Małe decyzje zmieniają życie
Wybitny operator filmowy Janusz Kamiński: Ze Spielbergiem pracuje się łatwo
JAKUB DEMIAŃCZUK: – „Fabelmanowie” to film, który opowiada o młodości Stevena Spielberga, o jego fascynacji kinem. Pracujecie razem już długo i pewnie w wielu przypadkach rozumiecie się bez słów, ale to był jego najbardziej osobisty projekt. Czy w związku z tym miał jakieś specjalne wymagania?
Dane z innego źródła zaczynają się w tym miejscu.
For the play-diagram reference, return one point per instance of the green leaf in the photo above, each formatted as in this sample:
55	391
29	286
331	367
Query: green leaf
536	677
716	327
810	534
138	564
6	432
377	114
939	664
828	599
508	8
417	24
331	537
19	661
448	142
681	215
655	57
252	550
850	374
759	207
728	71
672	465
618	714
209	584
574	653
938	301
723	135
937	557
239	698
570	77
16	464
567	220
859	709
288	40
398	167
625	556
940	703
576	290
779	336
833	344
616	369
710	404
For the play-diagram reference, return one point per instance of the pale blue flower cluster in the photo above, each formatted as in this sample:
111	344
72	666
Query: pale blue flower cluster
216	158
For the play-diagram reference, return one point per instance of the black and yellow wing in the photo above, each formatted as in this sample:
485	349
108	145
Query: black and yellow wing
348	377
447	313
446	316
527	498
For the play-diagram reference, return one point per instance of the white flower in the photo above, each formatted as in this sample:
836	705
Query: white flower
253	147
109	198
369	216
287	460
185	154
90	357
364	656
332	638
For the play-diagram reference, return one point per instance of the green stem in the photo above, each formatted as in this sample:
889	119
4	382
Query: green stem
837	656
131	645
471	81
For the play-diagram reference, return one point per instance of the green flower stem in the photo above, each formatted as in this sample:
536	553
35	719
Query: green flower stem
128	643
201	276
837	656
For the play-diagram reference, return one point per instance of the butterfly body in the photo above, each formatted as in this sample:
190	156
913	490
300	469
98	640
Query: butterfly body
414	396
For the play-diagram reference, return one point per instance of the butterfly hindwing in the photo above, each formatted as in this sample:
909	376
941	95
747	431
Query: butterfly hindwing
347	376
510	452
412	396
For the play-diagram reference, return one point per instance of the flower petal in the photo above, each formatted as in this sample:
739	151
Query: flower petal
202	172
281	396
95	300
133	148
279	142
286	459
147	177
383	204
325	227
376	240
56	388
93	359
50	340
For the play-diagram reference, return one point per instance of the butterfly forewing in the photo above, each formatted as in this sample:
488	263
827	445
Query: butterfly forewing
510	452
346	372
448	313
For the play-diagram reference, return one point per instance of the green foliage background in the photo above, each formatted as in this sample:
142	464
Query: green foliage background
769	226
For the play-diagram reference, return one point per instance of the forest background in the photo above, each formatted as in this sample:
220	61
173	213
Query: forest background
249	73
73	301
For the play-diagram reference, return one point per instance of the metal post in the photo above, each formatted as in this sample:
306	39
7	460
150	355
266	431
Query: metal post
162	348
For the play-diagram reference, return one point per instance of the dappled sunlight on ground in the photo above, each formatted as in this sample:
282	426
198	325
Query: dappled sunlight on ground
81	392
JANUSZ KAMIŃSKI: – Kręcimy filmy wspólnie tak długo, że rozumiemy się nie tylko jako ludzie i przyjaciele, lecz przede wszystkim jako filmowcy. Nam się już bardzo łatwo razem pracuje, nie ma między nami żadnych artystycznych różnic. A w przypadku tego filmu największym wyzwaniem było znalezienie odpowiedniego języka na poziomie koloru, kompozycji itd. Szukałem sposobu, jak odtworzyć czas lat 50., 60., 70., choć zawsze powtarzam, że jako operator mam łatwiej, bo już to, co filmuję, podpowiada widzom, jaką epokę historyczną oglądamy. Moje podejście do robienia filmów jest raczej klasyczne, sentymentalne. Lubię tradycyjne Hollywood. Nie chciałem tworzyć obrazu, który sprawiałby wrażenie czegoś nowoczesnego, skoro opowiadamy o przeszłości. Steven też lubi takie konwencjonalne podejście, choć przecież robiliśmy wspólnie filmy historyczne bardzo nowoczesne pod względem technicznym, takie jak „Szeregowiec Ryan”. W „Fabelmanach” chodziło przede wszystkim o odtworzenie realiów, w jakich dorastał Steven. Wszystko wygląda tak, jak on zapamiętał z czasów młodości: dom, ubrania, potrawy, samochody, miejsca, do których się przeprowadzali. Chcieliśmy, żeby to było realistyczne. Ale nazwisko Fabelmanowie pochodzi przecież od słowa fable, czyli baśń, legenda. A to pozwoliło nam tę legendę trochę wyolbrzymić, czasami poprawić.
W jaki sposób?
Na przykład zdecydowaliśmy się od nowa zrealizować te filmy, które Steven kręcił jako dziecko.